In what might have been a good omen for the 2022 season, William Carey University rallied for four runs in the ninth inning to beat Lindsey Wilson 6-5 Friday in a frigid opener at Wheeler Field in Hattiesburg. Sophomore Caleb Laird got the walk-off knock, and Chris Williams, a transfer from Chipola Junior College in Florida, went 2-for-5 with a homer for the Crusaders, slated to play Lindsey Wilson again today in a doubleheader. Mississippi College launched its season with a 12-4 loss to North Greenville in the cold at Frierson Field in Clinton. The Choctaws were out-hit 15-4. The teams meet again today for a pair. Delta State’s slated opener was pushed back to today at Hot Springs, Ark., where the Statesmen will take on Harding in a three-day tournament. Millsaps, Blue Mountain and Tougaloo are scheduled to open today. P.S. Props to former Mississippi State star Will Clark, whose No. 22 will be retired by the San Francisco Giants on July 30 at Oracle Park, and to Ole Miss coach Mike Bianco, who has been named the head coach of USA Baseball’s Collegiate National Team for this summer. … Congrats to Piney Woods; the school’s baseball field will be renovated through the Atlanta Braves Foundation’s Henry Louis Aaron Fund.

02 Feb

on the docket

It’s Groundhog Day.

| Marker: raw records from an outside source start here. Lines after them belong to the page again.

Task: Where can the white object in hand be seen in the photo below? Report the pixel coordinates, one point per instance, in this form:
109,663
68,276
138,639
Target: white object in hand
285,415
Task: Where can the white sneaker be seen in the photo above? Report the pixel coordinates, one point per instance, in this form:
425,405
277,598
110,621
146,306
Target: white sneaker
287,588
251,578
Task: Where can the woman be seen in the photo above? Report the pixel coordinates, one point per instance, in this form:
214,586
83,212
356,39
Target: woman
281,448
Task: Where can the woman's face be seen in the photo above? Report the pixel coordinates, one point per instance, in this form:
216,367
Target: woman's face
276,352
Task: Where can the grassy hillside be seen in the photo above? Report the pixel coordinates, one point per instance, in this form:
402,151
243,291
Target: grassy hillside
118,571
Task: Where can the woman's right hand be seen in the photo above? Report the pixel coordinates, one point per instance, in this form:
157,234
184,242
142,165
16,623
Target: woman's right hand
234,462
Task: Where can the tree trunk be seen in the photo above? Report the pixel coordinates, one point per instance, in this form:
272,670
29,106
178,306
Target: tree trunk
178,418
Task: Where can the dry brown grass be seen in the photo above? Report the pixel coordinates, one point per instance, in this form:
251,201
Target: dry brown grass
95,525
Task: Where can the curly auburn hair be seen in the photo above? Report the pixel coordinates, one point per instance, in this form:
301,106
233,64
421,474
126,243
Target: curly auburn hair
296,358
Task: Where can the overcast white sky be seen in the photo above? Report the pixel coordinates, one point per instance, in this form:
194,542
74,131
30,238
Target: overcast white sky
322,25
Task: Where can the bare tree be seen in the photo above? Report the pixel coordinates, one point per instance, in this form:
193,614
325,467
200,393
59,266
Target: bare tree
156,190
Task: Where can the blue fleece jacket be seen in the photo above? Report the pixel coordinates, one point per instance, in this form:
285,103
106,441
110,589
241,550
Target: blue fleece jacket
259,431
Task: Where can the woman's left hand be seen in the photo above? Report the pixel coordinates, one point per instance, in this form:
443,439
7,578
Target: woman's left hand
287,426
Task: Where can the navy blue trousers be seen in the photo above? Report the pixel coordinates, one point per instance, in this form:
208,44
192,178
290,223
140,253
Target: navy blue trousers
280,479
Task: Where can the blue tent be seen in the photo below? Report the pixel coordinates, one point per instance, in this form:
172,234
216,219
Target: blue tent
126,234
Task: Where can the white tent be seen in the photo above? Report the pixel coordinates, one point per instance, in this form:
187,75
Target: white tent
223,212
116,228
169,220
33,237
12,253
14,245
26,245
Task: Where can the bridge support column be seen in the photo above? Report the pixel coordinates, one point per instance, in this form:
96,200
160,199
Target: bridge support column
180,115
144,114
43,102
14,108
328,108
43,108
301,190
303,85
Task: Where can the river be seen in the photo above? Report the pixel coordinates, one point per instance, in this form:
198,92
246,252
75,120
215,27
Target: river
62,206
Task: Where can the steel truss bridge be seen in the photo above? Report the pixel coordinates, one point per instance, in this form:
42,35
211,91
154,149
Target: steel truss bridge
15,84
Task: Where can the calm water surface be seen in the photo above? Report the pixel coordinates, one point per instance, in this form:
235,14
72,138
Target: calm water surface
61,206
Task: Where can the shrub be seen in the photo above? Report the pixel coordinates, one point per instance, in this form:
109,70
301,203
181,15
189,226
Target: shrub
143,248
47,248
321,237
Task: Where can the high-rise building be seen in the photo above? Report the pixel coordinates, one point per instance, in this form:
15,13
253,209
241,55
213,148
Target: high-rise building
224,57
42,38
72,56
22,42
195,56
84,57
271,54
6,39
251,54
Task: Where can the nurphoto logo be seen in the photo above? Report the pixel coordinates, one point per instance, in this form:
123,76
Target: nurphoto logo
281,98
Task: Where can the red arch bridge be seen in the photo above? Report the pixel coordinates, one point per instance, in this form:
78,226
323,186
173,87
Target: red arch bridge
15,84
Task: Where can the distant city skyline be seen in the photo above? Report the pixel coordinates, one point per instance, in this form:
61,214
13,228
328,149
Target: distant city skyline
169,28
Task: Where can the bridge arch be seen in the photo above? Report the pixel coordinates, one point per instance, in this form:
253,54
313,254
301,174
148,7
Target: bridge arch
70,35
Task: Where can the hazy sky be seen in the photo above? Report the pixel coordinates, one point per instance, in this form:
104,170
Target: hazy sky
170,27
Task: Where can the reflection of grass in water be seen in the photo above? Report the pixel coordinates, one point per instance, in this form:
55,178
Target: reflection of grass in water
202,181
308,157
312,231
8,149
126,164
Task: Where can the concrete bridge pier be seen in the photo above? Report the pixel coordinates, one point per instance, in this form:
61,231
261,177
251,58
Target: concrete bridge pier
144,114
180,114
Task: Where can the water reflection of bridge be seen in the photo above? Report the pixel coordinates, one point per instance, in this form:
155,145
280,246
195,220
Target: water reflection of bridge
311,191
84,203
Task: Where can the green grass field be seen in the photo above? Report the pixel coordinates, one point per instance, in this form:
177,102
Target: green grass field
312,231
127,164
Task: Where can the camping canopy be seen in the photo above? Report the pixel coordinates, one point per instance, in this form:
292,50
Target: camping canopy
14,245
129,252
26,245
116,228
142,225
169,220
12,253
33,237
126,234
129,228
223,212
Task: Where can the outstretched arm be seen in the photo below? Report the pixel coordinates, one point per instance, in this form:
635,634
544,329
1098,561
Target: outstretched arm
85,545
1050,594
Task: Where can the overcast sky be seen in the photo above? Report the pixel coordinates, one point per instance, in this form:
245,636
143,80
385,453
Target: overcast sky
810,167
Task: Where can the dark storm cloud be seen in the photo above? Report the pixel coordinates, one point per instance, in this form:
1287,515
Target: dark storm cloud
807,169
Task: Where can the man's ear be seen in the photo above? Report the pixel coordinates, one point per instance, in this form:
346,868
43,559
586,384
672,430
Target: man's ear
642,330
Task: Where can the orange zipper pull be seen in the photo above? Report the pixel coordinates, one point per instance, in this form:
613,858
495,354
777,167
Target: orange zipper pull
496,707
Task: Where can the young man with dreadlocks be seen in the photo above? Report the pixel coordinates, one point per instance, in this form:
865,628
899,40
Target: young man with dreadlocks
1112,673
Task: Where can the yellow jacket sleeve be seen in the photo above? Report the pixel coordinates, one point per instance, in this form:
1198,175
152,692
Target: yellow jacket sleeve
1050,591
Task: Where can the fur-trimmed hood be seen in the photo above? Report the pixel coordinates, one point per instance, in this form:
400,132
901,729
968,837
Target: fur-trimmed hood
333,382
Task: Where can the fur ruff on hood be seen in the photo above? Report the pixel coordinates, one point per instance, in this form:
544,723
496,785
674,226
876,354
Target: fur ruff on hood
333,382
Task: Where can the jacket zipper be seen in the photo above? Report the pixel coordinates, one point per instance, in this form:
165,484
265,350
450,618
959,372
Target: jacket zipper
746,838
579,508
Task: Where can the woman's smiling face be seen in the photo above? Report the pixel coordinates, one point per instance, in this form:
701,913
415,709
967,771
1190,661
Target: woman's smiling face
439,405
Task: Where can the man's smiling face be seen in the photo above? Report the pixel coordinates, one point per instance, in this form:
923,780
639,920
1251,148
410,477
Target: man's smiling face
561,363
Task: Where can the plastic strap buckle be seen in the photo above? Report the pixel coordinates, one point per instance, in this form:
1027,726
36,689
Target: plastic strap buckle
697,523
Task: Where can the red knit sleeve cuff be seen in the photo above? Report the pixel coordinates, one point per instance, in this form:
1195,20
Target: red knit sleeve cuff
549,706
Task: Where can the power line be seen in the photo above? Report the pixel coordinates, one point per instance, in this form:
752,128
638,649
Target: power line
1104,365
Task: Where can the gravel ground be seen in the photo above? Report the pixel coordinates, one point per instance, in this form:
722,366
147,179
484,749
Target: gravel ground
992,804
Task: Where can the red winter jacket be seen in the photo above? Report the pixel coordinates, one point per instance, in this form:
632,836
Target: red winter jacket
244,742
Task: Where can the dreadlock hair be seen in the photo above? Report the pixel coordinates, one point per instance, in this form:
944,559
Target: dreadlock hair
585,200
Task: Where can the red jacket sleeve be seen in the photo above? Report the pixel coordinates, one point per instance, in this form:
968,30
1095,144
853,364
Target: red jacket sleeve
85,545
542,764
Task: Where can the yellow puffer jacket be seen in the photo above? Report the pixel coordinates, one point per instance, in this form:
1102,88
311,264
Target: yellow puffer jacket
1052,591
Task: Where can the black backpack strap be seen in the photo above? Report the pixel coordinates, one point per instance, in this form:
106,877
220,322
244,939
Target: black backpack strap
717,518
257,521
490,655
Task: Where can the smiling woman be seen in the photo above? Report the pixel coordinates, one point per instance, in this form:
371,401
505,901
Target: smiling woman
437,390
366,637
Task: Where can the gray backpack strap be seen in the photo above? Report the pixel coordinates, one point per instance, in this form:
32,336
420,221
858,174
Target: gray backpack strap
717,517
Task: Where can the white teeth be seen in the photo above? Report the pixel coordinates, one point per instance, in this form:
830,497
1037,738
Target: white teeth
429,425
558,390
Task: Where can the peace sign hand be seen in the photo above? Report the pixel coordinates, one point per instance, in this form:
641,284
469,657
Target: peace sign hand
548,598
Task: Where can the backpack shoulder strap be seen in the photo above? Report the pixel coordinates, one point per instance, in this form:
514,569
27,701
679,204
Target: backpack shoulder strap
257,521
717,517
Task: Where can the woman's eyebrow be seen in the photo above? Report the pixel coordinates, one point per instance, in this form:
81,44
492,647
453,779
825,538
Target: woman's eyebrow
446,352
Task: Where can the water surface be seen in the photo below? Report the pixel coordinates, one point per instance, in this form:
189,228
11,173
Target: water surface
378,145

And National Signing Day. It’s also Opening Day. The new college season begins today for Magnolia State schools when a new head coach, John Bates, takes his Rust College Bearcats to Tuskegee University in Alabama. Rust (13-20 last season under Stanley Stubbs, now the new coach at Mississippi Valley State) will lift the lid on a busy opening week for the state’s small schools. Other openers on the docket:
Friday: William Carey launches coach Bobby Halford’s 37th season in a doubleheader against visiting Lindsey Wilson. The Crusaders went 36-12 in 2021, won the Southern States Athletic Conference Tournament and made the NAIA playoffs. … At Clinton, Mississippi College, coming off a disappointing 16-20 campaign, hosts North Greenville for a twinbill. … Delta State, 28-20 and an NCAA Division II regional participant last year, travels to Hot Springs, Ark., to play Henderson State in a tournament.
Saturday: Blue Mountain, where former associate head coach Taylor Clark has taken the reins from program founder Curt Fowler, opens at home with a pair against Williams Baptist. … Millsaps is at LeTourneau (Texas) for a doubleheader to begin coach Jim Page’s 31st season with the Majors, an uncharacteristic 10-24 in 2021. (Millsaps will host an eight-team tournament Feb. 11-13 with games at both Twenty Field and Smith-Wills Stadium.) … Tougaloo (4-21 last year) opens at Xavier (La.).
P.S. Belhaven (20-18 last season) opens Feb. 11 on the road at East Texas Baptist, and MUW (23-11) will play that day vs. Rhodes College in the Millsaps tournament. The NCAA Division I schools start Feb. 18, with the exception of Alcorn State, slated to begin the Reggie Williams era on Feb. 25 at McNeese State.

01 Feb

fitting tribute

MLB Network did a nice tribute to former big leaguer Jeff Innis, who died Sunday at 59 from cancer. Old Jackson Mets fans will remember Innis, a skinny, sidearming right-hander who served two stints at Smith-Wills Stadium, in 1984 and again in ’86. He was humble and witty in those days — and an effective reliever for two good teams. MLBN’s Tom Verducci, who also wrote a piece for si.com about Innis, called him a “calm port in a busy storm” with the New York Mets of the late ’80s and hailed his “humility and kindness.” Other tributes from former teammates echoed those sentiments. Innis said in a 1986 interview that he was buried in the bullpen at Illinois when he decided to start throwing sidearm. Despite a low-80s fastball, he showed enough potential that the Mets drafted him in the 13th round in 1983. Innis put up a 4.25 ERA and eight saves for the Texas League champion JaxMets in 1984 and, after being bumped back to A-ball in 1985, became the closer (2.45 ERA, 25 saves) for the ’86 team that reached the TL title series. Innis was never a star during seven seasons with the big Mets, but he was a good pitcher: 3.05 ERA in 288 games. He was also a good guy who evidently touched a lot of lives.